Use the default sort order (ascending).

SELECT x, y
FROM (SELECT 1 AS x, true AS y UNION ALL
      SELECT 9, true)
ORDER BY x;
+------+-------+
| x    | y     |
+------+-------+
| 1    | true  |
| 9    | true  |
+------+-------+

Use descending sort order.

SELECT x, y
FROM (SELECT 1 AS x, true AS y UNION ALL
      SELECT 9, true)
ORDER BY x DESC;
+------+-------+
| x    | y     |
+------+-------+
| 9    | true  |
| 1    | true  |
+------+-------+

It is possible to order by multiple columns. In the example below, the result set is ordered first by SchoolID and then by LastName:

SELECT LastName, PointsScored, OpponentID
FROM PlayerStats
ORDER BY SchoolID, LastName;

The following rules apply when ordering values:

  • NULLs: In the context of the ORDER BY clause, NULLs are the minimum possible value; that is, NULLs appear first in ASC sorts and last in DESC sorts.
  • Floating point data types: see Floating Point Semantics on ordering and grouping.
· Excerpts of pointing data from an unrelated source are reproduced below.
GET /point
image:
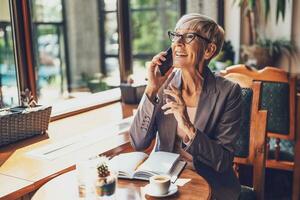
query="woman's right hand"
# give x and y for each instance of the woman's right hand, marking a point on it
(155, 80)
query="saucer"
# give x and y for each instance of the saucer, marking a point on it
(172, 190)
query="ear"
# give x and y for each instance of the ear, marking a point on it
(210, 51)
When used in conjunction with set operators, the ORDER BY clause applies to the result set of the entire query; it does not apply only to the closest SELECT statement. For this reason, it can be helpful (though it is not required) to use parentheses to show the scope of the ORDER BY.
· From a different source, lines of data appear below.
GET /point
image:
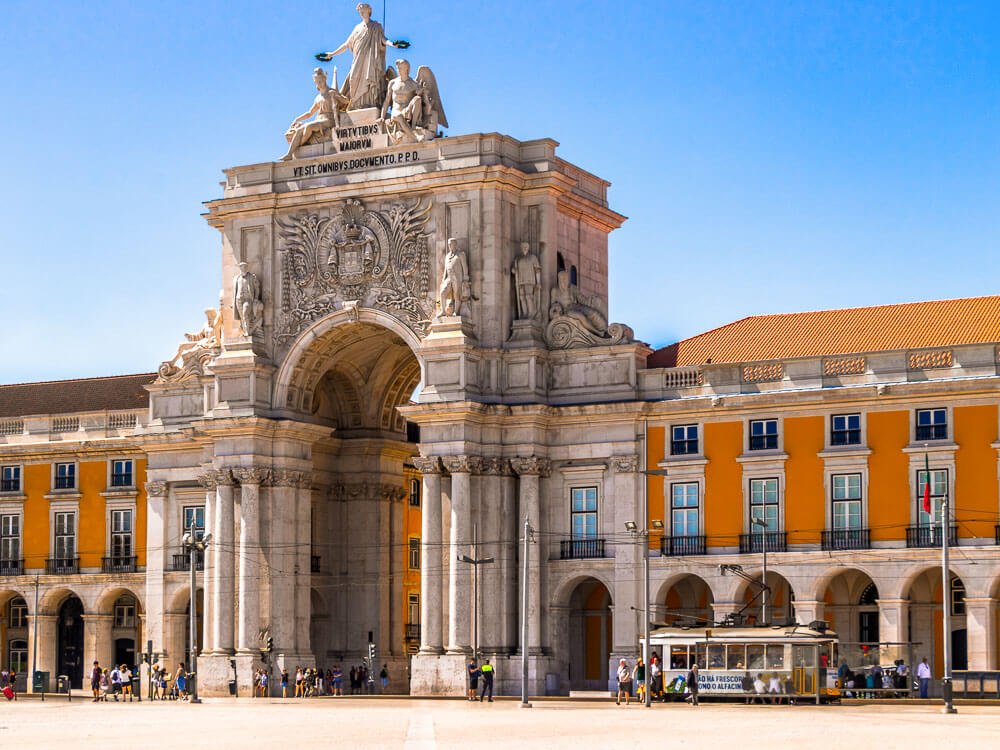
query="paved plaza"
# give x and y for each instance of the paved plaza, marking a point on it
(424, 724)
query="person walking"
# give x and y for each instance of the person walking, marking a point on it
(924, 676)
(624, 683)
(487, 672)
(692, 681)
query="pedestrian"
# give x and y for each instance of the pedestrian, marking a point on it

This query without parentheses:

SELECT * FROM Roster
UNION ALL
SELECT * FROM TeamMascot
ORDER BY SchoolID;

is equivalent to this query with parentheses:

( SELECT * FROM Roster
  UNION ALL
  SELECT * FROM TeamMascot )
ORDER BY SchoolID;

but is not equivalent to this query, where the ORDER BY clause applies only to the second SELECT statement:

SELECT * FROM Roster
UNION ALL
( SELECT * FROM TeamMascot
  ORDER BY SchoolID );

You can also use integer literals as column references in ORDER BY clauses. An integer literal becomes an ordinal (for example, counting starts at 1) into the SELECT list.

Example - the following two queries are equivalent:

SELECT SUM(PointsScored), LastName
FROM PlayerStats
ORDER BY LastName;
SELECT SUM(PointsScored), LastName
FROM PlayerStats
ORDER BY 2;

COLLATE

You can use the COLLATE clause to refine how a data is ordered from an ORDER BY clause. Collation refers to a set of rules that determine how STRINGs are compared according to the conventions and standards of a particular language, region or country. These rules might define the correct character sequence, with options for specifying case-insensitivity.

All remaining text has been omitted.